In recent years, peace processes — such as the track 2 intra-Afghan negotiations — have shown that on both a moral and practical level, women’s inclusion is essential. Women’s involvement in peace processes increases their likelihood of success and longevity and can increase legitimacy. While more literature on women contributing to mediation and negotiation efforts is slowly being produced, little attention is currently being paid to the already existing work of women who employ their faith and mobilize religious resources for peacebuilding.

Anecdotes from the field suggest that religious women have found some success negotiating with violent groups in conflict zones around the world. Through negotiation and mediation, these women seem to play a role in local agreements and fragile peace deals achieved through formal processes. Their moral calling and the trusted role that religious women play in their community may be part of what makes their work effective.

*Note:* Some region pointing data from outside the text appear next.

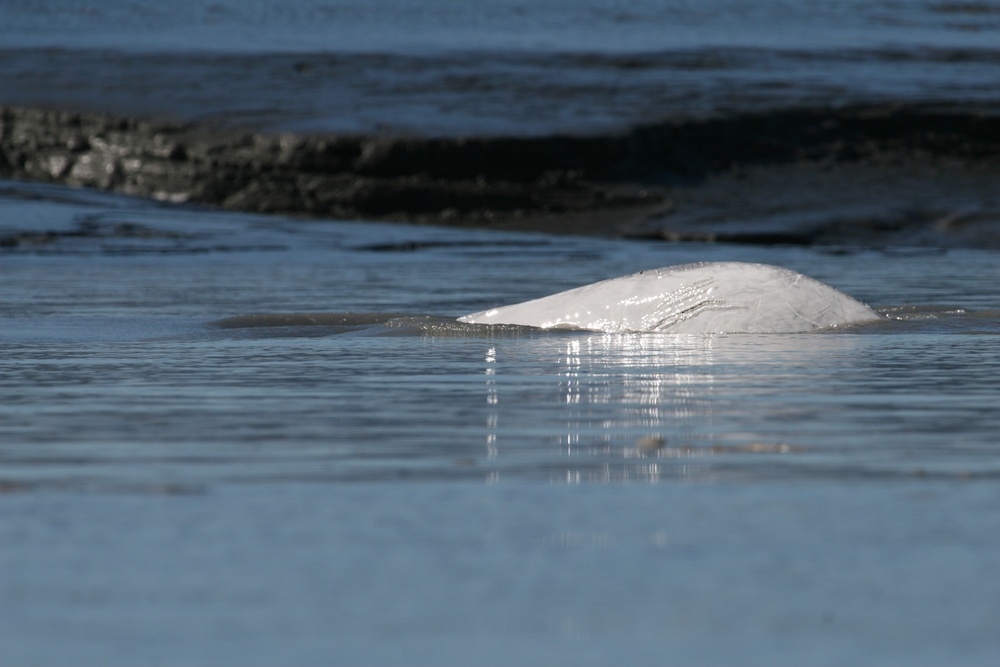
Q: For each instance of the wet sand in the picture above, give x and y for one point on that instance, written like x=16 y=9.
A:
x=870 y=175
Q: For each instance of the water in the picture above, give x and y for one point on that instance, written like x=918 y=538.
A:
x=500 y=67
x=394 y=487
x=228 y=439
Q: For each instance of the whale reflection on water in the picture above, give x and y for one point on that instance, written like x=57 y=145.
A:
x=707 y=297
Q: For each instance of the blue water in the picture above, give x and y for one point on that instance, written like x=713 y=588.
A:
x=402 y=489
x=181 y=484
x=500 y=67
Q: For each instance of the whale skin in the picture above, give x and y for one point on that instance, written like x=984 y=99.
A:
x=706 y=297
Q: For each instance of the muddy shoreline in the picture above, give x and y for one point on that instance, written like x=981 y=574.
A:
x=918 y=174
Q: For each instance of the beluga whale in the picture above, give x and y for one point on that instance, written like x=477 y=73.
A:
x=701 y=298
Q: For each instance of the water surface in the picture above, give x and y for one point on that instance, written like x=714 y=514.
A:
x=391 y=486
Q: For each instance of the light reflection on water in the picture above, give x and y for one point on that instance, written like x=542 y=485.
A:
x=180 y=486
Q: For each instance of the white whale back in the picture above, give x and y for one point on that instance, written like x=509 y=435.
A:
x=708 y=297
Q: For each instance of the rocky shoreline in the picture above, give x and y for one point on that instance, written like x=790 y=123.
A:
x=631 y=183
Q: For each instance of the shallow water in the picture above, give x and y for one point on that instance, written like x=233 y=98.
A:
x=184 y=484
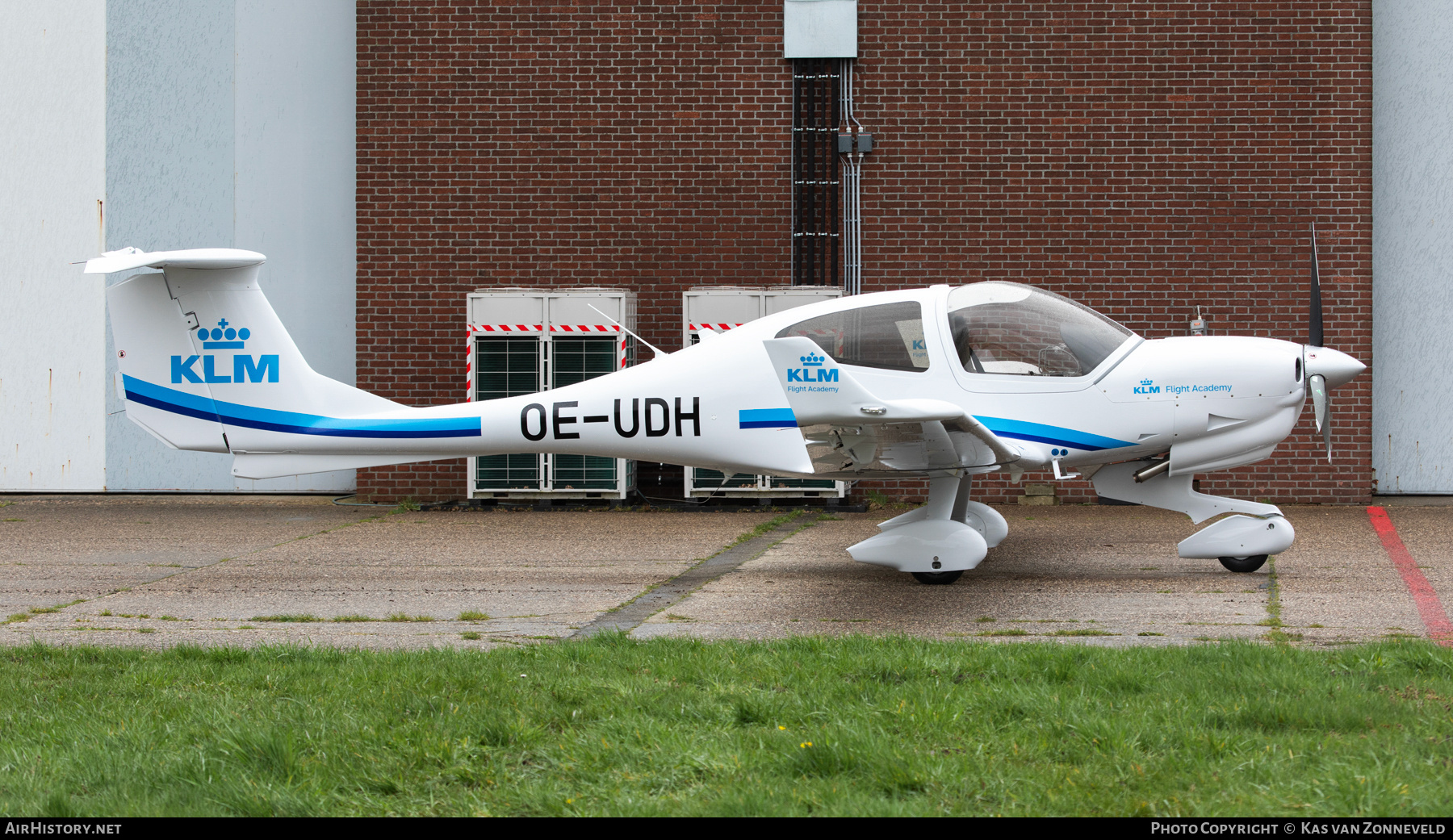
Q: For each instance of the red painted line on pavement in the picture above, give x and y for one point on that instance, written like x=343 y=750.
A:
x=1424 y=596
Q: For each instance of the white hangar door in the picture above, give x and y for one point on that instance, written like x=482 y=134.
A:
x=1413 y=248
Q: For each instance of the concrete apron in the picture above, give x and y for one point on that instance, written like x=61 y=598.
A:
x=203 y=569
x=1087 y=575
x=1077 y=573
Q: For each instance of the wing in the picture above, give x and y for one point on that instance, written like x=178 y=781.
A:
x=852 y=433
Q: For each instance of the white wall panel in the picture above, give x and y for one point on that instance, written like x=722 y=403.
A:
x=1413 y=246
x=52 y=317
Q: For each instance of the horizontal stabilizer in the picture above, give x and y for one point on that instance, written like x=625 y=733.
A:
x=127 y=259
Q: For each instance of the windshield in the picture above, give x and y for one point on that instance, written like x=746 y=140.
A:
x=886 y=336
x=1002 y=328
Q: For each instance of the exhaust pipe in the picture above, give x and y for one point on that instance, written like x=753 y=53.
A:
x=1142 y=475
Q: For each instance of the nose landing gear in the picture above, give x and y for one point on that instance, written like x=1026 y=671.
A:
x=937 y=577
x=1242 y=562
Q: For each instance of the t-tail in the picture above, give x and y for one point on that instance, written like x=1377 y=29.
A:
x=207 y=365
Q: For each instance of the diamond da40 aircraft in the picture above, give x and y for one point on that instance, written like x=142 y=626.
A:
x=944 y=382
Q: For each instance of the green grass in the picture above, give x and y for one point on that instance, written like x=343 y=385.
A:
x=806 y=725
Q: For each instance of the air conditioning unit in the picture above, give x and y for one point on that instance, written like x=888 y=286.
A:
x=525 y=341
x=721 y=308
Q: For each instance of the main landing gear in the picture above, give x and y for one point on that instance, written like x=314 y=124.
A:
x=1242 y=542
x=939 y=541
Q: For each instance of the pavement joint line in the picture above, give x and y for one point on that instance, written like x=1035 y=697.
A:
x=1426 y=598
x=221 y=560
x=668 y=593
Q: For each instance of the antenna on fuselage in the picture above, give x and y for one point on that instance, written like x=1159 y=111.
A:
x=628 y=332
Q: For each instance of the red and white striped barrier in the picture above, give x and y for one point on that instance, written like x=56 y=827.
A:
x=528 y=328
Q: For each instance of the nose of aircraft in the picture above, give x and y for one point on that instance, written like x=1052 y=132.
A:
x=1338 y=368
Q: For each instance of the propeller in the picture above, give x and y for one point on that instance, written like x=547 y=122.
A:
x=1317 y=382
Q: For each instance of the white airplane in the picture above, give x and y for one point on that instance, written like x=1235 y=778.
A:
x=944 y=381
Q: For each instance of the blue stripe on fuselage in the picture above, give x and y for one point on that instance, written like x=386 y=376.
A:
x=291 y=422
x=1053 y=435
x=766 y=419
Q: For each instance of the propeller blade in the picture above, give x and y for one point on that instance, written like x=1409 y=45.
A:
x=1314 y=314
x=1322 y=408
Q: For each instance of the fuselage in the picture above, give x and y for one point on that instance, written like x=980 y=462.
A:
x=1212 y=401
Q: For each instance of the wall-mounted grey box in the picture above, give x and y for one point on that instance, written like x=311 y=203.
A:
x=820 y=29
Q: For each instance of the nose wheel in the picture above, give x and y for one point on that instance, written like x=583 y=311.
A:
x=937 y=577
x=1244 y=562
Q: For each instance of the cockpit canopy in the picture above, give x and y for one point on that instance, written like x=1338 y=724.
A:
x=997 y=328
x=1000 y=328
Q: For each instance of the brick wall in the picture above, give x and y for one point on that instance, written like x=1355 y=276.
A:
x=1140 y=157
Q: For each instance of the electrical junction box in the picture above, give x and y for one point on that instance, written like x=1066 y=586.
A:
x=820 y=29
x=721 y=308
x=526 y=341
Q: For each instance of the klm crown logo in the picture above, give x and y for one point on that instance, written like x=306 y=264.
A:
x=245 y=368
x=224 y=337
x=813 y=370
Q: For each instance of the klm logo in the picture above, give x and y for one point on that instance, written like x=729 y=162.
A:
x=245 y=366
x=811 y=371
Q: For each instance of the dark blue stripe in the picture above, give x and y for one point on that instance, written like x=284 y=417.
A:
x=1053 y=435
x=294 y=424
x=766 y=419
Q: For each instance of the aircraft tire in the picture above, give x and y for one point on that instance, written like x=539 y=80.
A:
x=1244 y=564
x=936 y=577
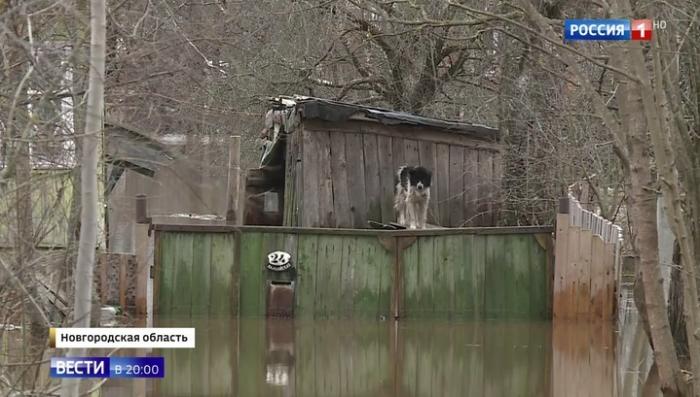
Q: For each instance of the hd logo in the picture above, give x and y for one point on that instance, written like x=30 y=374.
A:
x=279 y=261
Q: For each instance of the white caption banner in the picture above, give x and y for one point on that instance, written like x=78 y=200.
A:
x=124 y=338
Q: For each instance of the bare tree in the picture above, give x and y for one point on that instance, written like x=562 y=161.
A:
x=88 y=177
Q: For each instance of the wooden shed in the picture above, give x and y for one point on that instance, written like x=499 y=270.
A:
x=332 y=164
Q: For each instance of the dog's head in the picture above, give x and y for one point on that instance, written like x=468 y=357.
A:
x=420 y=178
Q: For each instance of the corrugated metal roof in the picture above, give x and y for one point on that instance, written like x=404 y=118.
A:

Women wearing scarves in honor of  Trujillo Massacre
Photo credit: PBI Colombia

These women’s successes can inform peace practices elsewhere. USIP’s religion and inclusive societies team is working with local researchers, in partnership with the International Center for Religion and Diplomacy and the Network of Religious and Traditional Peacemakers, to document and analyze cases of religious women negotiating on the front lines. In this project we seek to:

  • Develop a curriculum and peer-to-peer training methodology informed by evidence-based research which will identify which arguments have been most effective in engaging with armed groups to build peace.
  • Support women who engage in peacebuilding with armed groups through piloting curriculum and training methodology,
  • Inform the international and donor communities on ways to develop inclusive peace processes and programming that are more contextually relevant and effective by understanding women’s successful techniques.

There are three phases to this project that will allow us to accomplish the goals of developing a curriculum, supporting women negotiators and informing the international community. We are seeking funding and partners for phases two and three, as we have completed phase one of our research as of July 2021.

Phase 1 – Documentation of Case Studies

We have documented case studies from around the world to identify effective tactics and strategies that religious women employ in negotiating with armed groups. These studies will be featured on USIP’s website and will also be collected into a larger book covering the topic of religious women negotiating. The cases we have examined cover Afghanistan, Libya, Syria, Myanmar, Nigeria, Kenya, the Philippines, Northern Ireland, Yemen and Colombia.

Several initial findings from this research include:   

  • Religious institutions, language and symbols seem to open doors before actual negotiations begin.
  • The access and legitimacy these women have within their communities enable them to work in areas others cannot.
  • These women participate in mediation, facilitation and negotiation activities and do not clearly differentiate between techniques, using them interchangeably.

Phase 2 – Development of Curriculum

In this phase, we seek to develop a curriculum based on case studies, research and findings. This curriculum will be based on the lessons learned in the case studies, especially regarding religious women’s direct engagement, their specific strategies (including the type of language they use), the resources they draw on and perceptions of their credibility and moral authority.

Phase 3 - Capacity Building

We seek to train women who are involved in negotiations at local and national levels to apply the curriculum and peer-to-peer training methodology. With the support of partners, we will transform the curriculum into a pilot training-of-trainers so that it can be implemented as peer-to-peer learning. This phase aims to enhance mentorship and communication strategies through connecting women to local and national leaders, media outlets and each other so that they may more effectively contribute to inclusive and sustainable peacebuilding.